По природе я борьбу не любил. Она всегда вызывала ощущение тяжести, наваливающейся на мою душу. Нехристианский дух борьбы мне был всегда мучителен. Но когда она проявлялась в столь безобразных формах, как в Думе, я доходил подчас до полного душевного изнеможения. Грубые реплики с мест и с трибуны, переходившие иногда в неистовую брань, разнузданность языка под влиянием страстей, дикие выкрики некоторых депутатов по адресу противников — выносить все это было трудно. Просидишь взвинченный, накаленный в Думе, а приедешь домой — и наступает реакция: чувствуешь себя, точно кто-нибудь тебя избил или душил.
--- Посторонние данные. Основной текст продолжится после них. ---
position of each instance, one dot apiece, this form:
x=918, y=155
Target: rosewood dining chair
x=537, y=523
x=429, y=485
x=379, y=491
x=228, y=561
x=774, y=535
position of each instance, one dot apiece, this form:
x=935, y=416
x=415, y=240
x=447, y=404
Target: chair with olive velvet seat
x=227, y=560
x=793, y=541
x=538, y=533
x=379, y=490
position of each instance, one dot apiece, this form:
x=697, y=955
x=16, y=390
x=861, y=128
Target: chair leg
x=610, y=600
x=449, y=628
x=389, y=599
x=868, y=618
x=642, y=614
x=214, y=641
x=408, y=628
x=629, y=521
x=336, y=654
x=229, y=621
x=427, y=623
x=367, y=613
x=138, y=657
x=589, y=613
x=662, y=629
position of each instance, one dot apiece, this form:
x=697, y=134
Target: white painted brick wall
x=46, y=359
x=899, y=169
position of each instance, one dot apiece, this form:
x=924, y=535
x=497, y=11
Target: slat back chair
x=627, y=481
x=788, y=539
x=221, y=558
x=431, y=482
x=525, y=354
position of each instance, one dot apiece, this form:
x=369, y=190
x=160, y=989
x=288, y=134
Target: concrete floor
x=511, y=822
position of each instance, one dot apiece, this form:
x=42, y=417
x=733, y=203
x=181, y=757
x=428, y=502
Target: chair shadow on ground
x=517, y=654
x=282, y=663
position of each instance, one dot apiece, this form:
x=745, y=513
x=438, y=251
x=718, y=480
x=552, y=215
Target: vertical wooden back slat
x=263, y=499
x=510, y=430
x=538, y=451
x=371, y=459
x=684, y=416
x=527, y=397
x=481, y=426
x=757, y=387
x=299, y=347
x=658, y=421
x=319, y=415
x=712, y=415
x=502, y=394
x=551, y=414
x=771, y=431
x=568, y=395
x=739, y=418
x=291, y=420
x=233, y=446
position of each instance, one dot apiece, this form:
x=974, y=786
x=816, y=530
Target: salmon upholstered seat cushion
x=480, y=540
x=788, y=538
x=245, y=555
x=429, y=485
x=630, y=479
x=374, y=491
Вспомнишь о том, что было в Думе, и инстинктивно ощущаешь, что вырвался из атмосферы злых сил… Какой ужас политические страсти! Какую злобу они рождают!

В пылу политической борьбы у людей вырабатывалась психологическая привычка считать лишь членов своей партии хорошими, а всех противников считать дурными. Достаточно было быть кадетом, чтобы члены правых партий считали депутата неискренним патриотом, в речах лживым, в намерениях лукавым, предателем и т. д. Я старался от этой психологии отделаться. У меня явилась потребность эту отчужденность от моих политических противников преодолевать. Мне иногда хотелось, вопреки всему, пожать руку хорошему человеку, хотя бы чуждого мне политического направления, сказать ему приветливое слово. Так я относился, между прочим, к Шингареву. Мои политические единомышленники удивлялись: "О чем вы нашли с ним разговаривать?"